As a real-world example, recently I have been working with gigabytes of CSV files that I have been converting using a Python script to a file that contains SQL commands to insert the information. To understand the sort of data I'm concerned with here, I ran the data for a single table, and the script took 23 hours to execute and generated an SQL file that was 20GB in size. The advantage of using a Python script in the fashion described in this article is that the whole file does not need to be read into memory. This means that an entire 20GB+ file can be processed one line at a time. Also it is easier to think about a problem when each step (reading, sorting, manipulation and writing) is separated into these logical steps. The guarantee that each of these commands, which are part of the core utilities of UNIX-like environment, is efficient and stable helps the entire experience to be more stable and secure.

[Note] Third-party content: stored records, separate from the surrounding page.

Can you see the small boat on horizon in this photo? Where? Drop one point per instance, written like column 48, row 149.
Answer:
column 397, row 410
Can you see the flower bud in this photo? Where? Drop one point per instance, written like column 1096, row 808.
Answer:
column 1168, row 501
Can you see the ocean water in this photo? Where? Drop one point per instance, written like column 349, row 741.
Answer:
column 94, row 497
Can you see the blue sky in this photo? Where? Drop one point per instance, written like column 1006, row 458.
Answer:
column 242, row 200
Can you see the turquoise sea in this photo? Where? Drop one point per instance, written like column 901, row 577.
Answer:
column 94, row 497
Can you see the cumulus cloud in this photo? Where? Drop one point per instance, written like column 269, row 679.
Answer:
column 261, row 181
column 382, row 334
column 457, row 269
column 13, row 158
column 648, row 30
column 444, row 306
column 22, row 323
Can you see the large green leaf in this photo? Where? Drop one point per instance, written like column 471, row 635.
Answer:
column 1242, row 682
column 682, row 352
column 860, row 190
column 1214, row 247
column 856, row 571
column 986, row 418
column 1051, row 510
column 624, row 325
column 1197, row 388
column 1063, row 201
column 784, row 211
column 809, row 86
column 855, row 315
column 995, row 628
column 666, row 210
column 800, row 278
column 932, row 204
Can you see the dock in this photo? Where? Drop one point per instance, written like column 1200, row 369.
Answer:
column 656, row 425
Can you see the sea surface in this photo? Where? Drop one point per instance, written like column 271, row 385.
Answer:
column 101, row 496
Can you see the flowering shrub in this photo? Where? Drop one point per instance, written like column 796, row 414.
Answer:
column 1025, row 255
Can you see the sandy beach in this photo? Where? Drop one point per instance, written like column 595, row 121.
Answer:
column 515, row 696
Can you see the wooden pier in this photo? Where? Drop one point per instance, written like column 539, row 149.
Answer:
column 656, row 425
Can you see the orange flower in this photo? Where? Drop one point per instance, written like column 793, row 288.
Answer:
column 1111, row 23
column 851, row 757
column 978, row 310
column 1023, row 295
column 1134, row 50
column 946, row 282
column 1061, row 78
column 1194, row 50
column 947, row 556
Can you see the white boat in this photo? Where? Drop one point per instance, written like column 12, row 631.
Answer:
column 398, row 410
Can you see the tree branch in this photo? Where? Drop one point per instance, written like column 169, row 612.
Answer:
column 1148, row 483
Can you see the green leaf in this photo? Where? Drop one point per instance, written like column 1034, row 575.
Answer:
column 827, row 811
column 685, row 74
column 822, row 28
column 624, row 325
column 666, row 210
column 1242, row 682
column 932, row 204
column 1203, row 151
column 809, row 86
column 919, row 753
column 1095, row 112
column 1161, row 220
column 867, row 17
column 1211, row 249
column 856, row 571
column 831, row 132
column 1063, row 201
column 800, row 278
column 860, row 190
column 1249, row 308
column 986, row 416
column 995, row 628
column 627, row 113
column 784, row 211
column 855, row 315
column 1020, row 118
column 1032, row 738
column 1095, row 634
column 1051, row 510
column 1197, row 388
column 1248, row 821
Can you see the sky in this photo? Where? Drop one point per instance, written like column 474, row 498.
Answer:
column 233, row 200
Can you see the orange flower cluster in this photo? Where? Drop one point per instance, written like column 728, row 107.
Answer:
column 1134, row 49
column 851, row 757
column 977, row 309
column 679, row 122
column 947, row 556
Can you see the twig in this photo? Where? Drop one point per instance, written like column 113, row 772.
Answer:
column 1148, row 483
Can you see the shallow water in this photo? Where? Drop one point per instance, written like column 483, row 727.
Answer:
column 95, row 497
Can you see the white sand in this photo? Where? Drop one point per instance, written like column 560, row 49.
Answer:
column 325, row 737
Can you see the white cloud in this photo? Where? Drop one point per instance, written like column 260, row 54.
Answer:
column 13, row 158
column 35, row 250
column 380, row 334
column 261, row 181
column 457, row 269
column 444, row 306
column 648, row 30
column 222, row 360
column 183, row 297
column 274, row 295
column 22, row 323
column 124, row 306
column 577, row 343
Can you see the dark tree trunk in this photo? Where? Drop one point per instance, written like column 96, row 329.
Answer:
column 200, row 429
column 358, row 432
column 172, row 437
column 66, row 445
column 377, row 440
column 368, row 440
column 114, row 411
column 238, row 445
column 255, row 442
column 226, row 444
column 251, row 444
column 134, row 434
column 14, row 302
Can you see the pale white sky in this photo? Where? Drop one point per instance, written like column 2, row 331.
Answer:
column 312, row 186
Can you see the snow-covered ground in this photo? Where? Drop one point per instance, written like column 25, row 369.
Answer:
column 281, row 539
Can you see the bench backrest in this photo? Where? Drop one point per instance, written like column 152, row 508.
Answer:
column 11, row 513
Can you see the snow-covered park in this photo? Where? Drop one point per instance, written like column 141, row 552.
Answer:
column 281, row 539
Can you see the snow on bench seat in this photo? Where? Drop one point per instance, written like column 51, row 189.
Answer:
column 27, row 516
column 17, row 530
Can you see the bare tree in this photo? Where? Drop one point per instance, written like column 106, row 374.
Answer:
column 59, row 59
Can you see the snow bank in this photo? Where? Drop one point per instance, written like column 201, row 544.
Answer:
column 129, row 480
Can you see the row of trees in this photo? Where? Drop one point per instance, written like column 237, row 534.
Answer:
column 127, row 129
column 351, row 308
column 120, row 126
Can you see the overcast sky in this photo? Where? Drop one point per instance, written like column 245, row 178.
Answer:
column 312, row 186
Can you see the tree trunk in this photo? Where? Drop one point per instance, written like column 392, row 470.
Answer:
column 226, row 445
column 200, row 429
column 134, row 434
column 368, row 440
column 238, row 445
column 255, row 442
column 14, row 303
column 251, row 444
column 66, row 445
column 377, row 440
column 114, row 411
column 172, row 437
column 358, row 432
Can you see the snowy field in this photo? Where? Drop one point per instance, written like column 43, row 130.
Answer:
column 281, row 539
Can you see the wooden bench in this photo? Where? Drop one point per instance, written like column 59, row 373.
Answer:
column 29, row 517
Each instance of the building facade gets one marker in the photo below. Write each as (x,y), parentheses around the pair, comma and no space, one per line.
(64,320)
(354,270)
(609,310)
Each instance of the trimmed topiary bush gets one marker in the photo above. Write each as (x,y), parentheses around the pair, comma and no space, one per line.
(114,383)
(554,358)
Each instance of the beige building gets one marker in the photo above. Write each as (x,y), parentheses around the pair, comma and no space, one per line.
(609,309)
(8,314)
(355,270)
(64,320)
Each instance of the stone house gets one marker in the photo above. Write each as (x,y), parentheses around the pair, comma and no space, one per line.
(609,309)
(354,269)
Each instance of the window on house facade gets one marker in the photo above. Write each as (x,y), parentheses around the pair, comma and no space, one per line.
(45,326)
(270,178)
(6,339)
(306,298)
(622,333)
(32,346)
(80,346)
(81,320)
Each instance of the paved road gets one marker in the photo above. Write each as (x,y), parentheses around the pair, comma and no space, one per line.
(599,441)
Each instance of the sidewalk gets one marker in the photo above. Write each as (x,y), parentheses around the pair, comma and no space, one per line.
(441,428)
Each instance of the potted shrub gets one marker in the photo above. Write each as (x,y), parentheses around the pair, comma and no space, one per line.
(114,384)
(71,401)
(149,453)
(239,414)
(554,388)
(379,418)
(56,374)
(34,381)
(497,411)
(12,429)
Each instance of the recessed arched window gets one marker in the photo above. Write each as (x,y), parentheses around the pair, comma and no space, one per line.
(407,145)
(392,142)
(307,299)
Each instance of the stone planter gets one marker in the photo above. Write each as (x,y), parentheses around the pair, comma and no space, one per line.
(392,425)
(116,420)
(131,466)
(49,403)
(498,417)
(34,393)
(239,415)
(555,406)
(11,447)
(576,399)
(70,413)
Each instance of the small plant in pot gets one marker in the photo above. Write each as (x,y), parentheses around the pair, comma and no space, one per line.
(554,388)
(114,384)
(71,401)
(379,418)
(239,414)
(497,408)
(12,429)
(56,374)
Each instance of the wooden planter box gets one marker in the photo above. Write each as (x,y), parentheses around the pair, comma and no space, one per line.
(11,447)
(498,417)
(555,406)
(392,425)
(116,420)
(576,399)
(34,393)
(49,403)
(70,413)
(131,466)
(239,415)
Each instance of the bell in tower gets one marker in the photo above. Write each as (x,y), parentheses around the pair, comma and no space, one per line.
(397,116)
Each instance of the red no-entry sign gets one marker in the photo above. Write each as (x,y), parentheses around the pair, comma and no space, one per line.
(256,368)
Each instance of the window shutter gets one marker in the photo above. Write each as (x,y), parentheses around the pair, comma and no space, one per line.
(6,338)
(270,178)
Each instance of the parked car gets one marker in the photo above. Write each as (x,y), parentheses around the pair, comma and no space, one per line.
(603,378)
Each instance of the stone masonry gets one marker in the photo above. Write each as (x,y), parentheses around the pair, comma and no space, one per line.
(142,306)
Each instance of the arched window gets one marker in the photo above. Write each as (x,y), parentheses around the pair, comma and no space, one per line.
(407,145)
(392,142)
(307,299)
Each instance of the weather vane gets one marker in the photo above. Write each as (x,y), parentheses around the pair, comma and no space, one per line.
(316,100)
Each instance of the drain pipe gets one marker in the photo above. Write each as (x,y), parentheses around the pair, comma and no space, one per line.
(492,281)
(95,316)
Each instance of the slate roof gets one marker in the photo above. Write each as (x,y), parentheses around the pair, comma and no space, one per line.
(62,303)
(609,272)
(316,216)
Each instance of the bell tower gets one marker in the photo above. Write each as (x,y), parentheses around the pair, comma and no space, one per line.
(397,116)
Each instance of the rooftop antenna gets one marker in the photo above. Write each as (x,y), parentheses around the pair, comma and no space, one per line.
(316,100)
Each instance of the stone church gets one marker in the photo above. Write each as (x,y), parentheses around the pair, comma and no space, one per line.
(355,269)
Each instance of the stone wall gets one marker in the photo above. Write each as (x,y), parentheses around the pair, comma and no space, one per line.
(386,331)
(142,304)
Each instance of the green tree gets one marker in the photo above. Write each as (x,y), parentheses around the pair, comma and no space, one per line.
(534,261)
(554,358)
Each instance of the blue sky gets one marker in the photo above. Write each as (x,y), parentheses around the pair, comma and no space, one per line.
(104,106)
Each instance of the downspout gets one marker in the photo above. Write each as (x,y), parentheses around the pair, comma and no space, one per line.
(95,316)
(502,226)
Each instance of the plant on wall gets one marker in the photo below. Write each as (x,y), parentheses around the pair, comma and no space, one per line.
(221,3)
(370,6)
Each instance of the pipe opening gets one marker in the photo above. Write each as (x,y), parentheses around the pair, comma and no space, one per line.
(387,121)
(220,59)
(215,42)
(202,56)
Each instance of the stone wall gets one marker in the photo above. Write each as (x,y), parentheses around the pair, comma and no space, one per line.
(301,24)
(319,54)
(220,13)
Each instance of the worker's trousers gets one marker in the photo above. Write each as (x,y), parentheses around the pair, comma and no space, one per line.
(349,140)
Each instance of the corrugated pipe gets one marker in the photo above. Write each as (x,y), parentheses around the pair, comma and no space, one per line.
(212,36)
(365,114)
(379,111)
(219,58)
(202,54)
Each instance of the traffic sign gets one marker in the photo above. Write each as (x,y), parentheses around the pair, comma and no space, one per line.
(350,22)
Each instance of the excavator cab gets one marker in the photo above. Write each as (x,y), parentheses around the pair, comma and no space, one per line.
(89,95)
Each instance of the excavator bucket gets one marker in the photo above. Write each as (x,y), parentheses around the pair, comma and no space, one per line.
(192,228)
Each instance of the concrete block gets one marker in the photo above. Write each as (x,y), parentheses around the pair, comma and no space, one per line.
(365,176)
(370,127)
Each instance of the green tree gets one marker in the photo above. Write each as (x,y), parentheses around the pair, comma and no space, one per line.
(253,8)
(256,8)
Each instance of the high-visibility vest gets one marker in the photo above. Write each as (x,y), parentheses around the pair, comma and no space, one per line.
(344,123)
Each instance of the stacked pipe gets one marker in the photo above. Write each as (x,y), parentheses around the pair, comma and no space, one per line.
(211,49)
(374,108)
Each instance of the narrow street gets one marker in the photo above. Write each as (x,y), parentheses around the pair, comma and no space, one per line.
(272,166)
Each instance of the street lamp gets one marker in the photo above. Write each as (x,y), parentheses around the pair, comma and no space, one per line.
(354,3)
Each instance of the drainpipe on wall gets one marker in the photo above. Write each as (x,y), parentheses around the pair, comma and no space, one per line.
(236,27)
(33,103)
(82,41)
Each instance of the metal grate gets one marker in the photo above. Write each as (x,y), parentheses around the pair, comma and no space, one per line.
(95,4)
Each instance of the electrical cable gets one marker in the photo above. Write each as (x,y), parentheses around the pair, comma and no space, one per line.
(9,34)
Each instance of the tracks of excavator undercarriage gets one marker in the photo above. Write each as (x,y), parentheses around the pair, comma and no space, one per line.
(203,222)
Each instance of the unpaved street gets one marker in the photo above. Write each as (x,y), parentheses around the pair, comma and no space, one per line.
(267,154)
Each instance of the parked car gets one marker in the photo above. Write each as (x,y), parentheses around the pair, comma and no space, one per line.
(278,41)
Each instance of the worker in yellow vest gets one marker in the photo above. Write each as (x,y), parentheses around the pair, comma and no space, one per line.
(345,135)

The other benefit is that there is no hard-coded file that is read in. Often having the flexibility to pass it strings rather than the concept of files is very powerful. For instance, if 20,000 lines through a certain file, the script breaks, instead of re-running the script from the start, tail can be used to read only from the line on which the script failed.

There are a lot of aspects to Python in the shell that go beyond the scope of this article, such as the os module and the subprocess module. The os module is a standard library function that holds a lot of key operating system-level operations, such as listing directories and stating files, along with an excellent submodule os.path that deals with normalizing directories paths. The subprocess module allows Python programs to run system commands and other advanced operations, such as handling piping as described above within Python code between spawned processes. Both of these libraries are worth checking out if you intend to do any Python shell scripting.